Cuando en enero de 2025 la administración estadounidense anunció un nuevo paquete de aranceles sobre productos chinos, pocos imaginaron que dos años después el mundo estaría inmerso en una escalada comercial sin precedentes. Lo que comenzó como una medida proteccionista se ha convertido en una guerra de represalias que afecta a sectores que van desde la electrónica de consumo hasta la maquinaria industrial, pasando por la agricultura y los componentes automotrices. Hoy, en julio de 2026, los aranceles medios aplicados por ambas potencias superan el 25% en miles de partidas arancelarias, y el comercio bilateral ha caído más de un 30% respecto a 2024.
El comercio bilateral entre Estados Unidos y China ha caído más de un 30% desde 2024, según datos de la Organización Mundial del Comercio. Los aranceles medios superan el 25% en miles de productos.
El efecto dominó en las cadenas de suministro
La guerra comercial no es solo un asunto de Washington y Pekín. Las empresas de todo el mundo que dependían de componentes fabricados en China o de materias primas estadounidenses se han visto forzadas a rediseñar sus cadenas de suministro. Vietnam, India y México se han convertido en los grandes beneficiados de esta reorganización, acogiendo fábricas que buscan evitar los aranceles. Sin embargo, la reubicación no es inmediata ni barata: implica inversiones millonarias, años de adaptación y, a menudo, una calidad o capacidad productiva inferior. El resultado es un encarecimiento generalizado de los bienes de consumo que los ciudadanos ya notan en sus bolsillos.

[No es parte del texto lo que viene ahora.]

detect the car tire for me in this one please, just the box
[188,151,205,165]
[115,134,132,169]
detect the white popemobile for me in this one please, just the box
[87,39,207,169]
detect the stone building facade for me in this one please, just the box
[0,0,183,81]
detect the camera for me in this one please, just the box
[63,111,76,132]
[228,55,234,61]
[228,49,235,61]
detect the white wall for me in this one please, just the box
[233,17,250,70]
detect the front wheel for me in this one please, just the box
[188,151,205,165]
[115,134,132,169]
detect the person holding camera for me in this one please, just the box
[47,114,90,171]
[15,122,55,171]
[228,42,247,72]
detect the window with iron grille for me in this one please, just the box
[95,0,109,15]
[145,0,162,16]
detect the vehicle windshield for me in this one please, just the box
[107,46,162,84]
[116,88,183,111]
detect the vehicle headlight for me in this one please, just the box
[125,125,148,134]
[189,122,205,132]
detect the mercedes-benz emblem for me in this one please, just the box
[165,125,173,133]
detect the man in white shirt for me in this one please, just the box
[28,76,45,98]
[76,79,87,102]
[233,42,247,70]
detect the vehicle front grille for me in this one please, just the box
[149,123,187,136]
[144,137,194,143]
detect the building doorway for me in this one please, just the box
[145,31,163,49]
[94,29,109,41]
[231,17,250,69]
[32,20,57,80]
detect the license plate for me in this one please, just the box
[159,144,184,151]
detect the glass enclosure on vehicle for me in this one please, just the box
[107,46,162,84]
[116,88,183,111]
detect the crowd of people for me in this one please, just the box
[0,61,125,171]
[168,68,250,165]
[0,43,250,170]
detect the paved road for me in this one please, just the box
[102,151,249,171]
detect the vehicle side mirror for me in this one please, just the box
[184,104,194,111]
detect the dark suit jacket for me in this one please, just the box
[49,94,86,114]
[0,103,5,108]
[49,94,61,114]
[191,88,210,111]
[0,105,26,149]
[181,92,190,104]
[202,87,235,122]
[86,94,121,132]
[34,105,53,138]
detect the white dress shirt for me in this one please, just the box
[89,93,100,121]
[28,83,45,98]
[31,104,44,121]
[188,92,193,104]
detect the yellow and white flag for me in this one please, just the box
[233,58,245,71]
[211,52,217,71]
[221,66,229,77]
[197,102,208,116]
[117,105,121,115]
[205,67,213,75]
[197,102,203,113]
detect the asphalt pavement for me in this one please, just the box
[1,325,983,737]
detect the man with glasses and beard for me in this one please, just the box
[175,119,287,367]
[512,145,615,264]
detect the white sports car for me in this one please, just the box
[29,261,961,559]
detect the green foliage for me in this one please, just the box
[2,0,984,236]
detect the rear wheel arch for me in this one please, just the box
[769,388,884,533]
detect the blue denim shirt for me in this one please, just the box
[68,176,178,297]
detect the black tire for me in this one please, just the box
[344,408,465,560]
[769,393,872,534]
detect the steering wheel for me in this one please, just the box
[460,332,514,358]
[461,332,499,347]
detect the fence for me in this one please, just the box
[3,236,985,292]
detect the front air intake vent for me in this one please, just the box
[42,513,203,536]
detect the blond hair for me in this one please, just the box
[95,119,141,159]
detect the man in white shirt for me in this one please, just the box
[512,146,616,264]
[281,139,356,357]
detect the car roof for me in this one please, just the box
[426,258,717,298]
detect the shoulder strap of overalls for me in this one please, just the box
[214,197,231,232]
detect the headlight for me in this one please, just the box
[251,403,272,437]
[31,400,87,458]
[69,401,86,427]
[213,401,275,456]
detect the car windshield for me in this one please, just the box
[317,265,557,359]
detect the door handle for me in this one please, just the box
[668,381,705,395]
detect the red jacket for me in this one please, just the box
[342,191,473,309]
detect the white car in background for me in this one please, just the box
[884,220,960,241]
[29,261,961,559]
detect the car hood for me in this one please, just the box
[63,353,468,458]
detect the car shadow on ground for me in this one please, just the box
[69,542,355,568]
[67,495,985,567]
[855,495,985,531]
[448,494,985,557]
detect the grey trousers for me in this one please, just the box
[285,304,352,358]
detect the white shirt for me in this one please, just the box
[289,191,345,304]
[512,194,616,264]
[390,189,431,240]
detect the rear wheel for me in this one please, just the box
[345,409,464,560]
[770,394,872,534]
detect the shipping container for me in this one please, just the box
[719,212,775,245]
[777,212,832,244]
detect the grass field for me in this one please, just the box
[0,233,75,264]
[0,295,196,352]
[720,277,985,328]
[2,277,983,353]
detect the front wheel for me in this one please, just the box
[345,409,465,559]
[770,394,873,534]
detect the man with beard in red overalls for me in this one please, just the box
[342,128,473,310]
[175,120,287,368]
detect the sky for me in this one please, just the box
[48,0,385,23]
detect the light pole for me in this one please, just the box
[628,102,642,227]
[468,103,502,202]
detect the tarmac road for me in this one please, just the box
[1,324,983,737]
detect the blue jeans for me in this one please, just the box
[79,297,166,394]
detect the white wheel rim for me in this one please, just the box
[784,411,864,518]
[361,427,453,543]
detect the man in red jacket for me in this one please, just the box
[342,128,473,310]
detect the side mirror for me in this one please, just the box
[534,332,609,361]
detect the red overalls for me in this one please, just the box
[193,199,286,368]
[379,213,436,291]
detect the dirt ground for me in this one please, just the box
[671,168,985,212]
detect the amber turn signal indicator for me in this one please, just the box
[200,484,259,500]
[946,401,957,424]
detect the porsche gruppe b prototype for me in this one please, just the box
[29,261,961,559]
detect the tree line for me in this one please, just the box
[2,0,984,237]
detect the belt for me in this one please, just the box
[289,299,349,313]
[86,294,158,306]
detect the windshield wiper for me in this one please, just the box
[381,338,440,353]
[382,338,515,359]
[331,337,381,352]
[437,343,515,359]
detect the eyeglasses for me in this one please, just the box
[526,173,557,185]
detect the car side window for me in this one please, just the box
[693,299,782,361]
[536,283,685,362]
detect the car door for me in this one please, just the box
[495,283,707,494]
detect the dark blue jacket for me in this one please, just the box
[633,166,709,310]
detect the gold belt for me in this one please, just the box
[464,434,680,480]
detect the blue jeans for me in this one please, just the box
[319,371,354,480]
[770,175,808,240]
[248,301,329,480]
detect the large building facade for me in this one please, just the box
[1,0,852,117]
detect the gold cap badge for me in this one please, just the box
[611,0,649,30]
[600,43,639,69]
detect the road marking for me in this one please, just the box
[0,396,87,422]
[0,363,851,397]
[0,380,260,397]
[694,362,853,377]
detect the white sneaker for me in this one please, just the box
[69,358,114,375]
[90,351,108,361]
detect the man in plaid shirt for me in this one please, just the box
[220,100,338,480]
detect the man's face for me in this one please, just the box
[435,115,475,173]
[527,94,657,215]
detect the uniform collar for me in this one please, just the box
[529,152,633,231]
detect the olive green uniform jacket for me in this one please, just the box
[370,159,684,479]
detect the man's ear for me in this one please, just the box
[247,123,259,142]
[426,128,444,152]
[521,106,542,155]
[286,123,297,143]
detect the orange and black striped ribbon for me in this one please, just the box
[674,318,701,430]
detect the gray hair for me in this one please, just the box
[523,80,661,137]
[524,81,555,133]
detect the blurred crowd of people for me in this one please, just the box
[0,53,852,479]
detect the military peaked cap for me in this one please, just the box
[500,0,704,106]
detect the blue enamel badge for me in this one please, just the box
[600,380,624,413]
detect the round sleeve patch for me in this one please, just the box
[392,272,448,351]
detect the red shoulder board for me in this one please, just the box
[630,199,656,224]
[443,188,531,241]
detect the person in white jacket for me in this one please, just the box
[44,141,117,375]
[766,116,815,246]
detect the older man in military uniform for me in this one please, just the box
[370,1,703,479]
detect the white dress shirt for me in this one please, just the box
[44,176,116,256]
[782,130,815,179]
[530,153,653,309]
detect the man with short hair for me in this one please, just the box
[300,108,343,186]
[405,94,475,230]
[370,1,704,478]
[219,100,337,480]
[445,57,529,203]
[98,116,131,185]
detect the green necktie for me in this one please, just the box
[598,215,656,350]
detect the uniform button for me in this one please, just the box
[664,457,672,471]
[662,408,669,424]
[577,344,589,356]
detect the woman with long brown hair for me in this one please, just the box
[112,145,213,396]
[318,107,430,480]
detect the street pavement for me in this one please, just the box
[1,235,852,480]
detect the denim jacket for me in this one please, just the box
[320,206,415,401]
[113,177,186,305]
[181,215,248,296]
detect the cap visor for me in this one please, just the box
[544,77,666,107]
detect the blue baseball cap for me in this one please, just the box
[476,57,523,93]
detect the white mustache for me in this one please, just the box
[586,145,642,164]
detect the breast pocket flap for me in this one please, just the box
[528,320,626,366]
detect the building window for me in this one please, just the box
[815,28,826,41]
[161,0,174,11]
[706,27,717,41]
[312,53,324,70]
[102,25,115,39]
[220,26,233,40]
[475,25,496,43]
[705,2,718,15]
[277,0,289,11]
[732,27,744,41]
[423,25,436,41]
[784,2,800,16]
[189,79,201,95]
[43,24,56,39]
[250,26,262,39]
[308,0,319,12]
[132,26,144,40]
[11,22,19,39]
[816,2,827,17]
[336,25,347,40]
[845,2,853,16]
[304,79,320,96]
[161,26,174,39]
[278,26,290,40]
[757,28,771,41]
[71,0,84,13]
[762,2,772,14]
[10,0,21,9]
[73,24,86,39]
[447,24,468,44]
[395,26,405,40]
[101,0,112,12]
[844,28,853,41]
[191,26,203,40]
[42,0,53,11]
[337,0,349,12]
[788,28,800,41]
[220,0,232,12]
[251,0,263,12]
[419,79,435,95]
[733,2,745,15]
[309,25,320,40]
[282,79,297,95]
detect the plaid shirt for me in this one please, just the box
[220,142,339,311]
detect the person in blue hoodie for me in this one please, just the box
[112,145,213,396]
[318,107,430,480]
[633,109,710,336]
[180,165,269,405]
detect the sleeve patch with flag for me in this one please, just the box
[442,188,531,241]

El coste para el consumidor
Cada vez que un producto cruza una frontera con arancel, el precio final sube. Un estudio del Peterson Institute estima que los aranceles estadounidenses de 2025-2026 han añadido entre 500 y 800 dólares anuales al gasto de una familia media en Estados Unidos. En China, los efectos inflacionarios se concentran en bienes importados de alta tecnología y productos agrícolas.

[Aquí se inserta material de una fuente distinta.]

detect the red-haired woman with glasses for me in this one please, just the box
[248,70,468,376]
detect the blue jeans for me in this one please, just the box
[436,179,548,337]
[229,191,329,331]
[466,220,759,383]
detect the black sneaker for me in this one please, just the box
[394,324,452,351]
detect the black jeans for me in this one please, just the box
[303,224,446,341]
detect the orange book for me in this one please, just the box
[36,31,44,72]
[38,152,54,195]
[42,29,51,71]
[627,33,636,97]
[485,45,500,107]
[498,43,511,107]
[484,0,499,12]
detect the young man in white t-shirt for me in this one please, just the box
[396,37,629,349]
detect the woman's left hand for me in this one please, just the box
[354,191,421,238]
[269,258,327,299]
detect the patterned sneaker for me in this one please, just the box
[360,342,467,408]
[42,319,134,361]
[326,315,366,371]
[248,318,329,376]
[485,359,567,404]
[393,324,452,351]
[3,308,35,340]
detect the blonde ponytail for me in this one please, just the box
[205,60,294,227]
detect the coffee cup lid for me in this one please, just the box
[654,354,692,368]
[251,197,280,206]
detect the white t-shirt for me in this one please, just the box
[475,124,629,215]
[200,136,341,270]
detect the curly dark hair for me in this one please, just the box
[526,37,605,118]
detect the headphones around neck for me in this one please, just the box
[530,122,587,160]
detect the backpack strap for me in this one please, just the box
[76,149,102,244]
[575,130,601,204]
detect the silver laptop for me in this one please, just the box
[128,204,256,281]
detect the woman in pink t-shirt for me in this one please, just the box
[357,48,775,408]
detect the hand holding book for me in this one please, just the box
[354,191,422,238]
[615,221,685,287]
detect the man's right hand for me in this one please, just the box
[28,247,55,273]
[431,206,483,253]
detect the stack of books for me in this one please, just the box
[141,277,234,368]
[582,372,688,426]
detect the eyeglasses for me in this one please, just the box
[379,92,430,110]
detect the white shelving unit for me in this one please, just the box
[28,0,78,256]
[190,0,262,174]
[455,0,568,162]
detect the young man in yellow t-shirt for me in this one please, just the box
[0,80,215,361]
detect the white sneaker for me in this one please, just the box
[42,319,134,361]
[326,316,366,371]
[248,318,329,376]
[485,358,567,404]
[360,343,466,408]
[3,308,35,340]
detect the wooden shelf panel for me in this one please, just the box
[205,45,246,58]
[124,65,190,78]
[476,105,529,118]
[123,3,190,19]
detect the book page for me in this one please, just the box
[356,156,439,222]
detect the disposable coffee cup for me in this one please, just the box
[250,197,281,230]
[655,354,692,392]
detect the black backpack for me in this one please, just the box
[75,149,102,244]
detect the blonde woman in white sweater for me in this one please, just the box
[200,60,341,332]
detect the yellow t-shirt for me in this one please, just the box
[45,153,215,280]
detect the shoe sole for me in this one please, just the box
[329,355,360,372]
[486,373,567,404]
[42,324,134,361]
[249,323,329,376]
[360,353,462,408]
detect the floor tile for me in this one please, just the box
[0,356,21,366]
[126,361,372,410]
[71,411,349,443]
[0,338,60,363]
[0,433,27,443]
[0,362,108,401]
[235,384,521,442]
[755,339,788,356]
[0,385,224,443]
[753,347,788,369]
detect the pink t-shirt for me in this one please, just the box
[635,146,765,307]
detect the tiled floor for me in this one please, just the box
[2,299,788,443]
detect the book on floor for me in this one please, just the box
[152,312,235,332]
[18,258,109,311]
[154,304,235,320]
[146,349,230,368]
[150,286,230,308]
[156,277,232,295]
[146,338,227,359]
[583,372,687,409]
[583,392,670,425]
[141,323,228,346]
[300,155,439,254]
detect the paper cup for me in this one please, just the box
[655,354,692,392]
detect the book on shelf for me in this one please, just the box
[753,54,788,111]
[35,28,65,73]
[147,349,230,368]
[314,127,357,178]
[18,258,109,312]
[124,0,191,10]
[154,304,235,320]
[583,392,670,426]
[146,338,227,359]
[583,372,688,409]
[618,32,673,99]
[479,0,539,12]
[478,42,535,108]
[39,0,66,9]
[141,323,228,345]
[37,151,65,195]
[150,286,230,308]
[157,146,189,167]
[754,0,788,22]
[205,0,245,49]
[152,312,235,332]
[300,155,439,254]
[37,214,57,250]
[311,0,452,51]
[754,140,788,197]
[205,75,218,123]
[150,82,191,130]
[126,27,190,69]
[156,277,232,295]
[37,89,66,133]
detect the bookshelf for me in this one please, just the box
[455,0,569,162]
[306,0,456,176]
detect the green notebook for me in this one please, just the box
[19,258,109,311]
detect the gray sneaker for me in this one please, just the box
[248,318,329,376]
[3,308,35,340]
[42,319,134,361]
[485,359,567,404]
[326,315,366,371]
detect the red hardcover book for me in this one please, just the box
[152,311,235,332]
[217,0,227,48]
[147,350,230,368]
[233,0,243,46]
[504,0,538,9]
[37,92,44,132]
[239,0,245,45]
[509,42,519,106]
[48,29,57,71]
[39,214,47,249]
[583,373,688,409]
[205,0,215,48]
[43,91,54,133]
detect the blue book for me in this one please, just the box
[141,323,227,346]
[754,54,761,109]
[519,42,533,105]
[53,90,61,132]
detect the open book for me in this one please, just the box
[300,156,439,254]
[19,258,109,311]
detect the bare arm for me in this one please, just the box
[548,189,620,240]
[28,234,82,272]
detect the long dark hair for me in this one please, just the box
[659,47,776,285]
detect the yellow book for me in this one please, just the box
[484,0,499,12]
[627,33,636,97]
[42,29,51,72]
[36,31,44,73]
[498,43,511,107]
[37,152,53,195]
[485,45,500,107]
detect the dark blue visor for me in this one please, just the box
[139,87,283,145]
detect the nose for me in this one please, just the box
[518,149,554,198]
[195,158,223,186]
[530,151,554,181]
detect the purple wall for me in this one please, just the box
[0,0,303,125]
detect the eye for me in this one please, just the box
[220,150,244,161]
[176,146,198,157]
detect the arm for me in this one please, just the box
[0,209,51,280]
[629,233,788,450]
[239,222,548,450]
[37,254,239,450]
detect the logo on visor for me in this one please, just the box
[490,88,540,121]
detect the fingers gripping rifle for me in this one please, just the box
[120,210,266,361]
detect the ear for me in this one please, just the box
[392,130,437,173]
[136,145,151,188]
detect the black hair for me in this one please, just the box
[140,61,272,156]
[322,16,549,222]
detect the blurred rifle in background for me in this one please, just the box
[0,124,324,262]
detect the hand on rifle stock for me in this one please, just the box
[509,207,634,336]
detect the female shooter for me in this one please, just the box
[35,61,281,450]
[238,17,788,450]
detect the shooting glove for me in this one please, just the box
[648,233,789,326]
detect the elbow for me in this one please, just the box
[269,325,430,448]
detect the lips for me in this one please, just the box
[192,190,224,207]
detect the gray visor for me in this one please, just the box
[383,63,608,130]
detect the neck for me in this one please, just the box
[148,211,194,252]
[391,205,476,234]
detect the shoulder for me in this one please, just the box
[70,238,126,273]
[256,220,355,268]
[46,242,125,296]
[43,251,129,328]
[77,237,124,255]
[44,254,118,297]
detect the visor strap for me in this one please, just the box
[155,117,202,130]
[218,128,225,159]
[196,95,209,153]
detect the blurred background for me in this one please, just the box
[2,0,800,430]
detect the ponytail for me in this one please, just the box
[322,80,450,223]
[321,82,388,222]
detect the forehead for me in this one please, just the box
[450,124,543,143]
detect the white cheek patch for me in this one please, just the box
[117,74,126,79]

Inflación, tipos de interés y el dilema de los bancos centrales
El encarecimiento de las importaciones debido a los aranceles ha contribuido a mantener la inflación por encima de los objetivos de los bancos centrales en ambas economías. La Reserva Federal de Estados Unidos y el Banco Popular de China han tenido que mantener tipos de interés más altos de lo previsto, frenando la inversión y el consumo. En Europa y otras regiones, el contagio se ha sentido a través de la desaceleración del comercio global y la volatilidad de los mercados financieros. El Fondo Monetario Internacional ha rebajado sus previsiones de crecimiento mundial para 2026 en dos ocasiones, citando la guerra comercial como uno de los principales factores de riesgo.
¿Hay salida negociada?
A mediados de 2026, las señales de un posible acuerdo son contradictorias. Por un lado, los equipos técnicos de ambos países han mantenido reuniones discretas en Ginebra y Singapur para explorar una desescalada. Por otro lado, la retórica política sigue siendo agresiva, especialmente en año electoral en Estados Unidos. Los analistas creen que un acuerdo parcial, que reduzca aranceles en sectores no estratégicos como el textil o los electrodomésticos, es posible antes de fin de año. Pero en áreas sensibles como los semiconductores, las baterías o la inteligencia artificial, la desconfianza mutua dificulta cualquier avance.

Ganadores y perdedores en el nuevo mapa comercial
Mientras las dos potencias se desgastan, otros países intentan aprovechar la coyuntura. La Unión Europea ha reforzado sus acuerdos comerciales con Mercosur y con países del sudeste asiático. India, por su parte, ha lanzado una ambiciosa política de sustitución de importaciones que ya está dando frutos en electrónica básica. Pero también hay perdedores claros: las economías más dependientes del comercio con China, como Australia o Corea del Sur, sufren la contracción de la demanda china. Y los países en desarrollo, atrapados entre ambos bloques, ven cómo se encarecen las importaciones de bienes de capital necesarios para su industrialización.
¿Qué significa esto para el mundo?
La guerra comercial entre Estados Unidos y China no es un episodio pasajero: es un síntoma de una transformación más profunda del orden económico global. La interdependencia que caracterizó las últimas décadas está dando paso a una fragmentación en bloques, donde la seguridad nacional y la autonomía tecnológica pesan más que la eficiencia económica. Para los ciudadanos, esto se traduce en productos más caros, menos opciones de consumo y una economía mundial más volátil. Para los gobiernos, el desafío es encontrar un equilibrio entre proteger sus industrias y no ahogar el crecimiento. En 2026, el mundo sigue buscando ese equilibrio, sin tener claro aún si lo encontrará antes de que la tormenta arancelaria deje daños permanentes.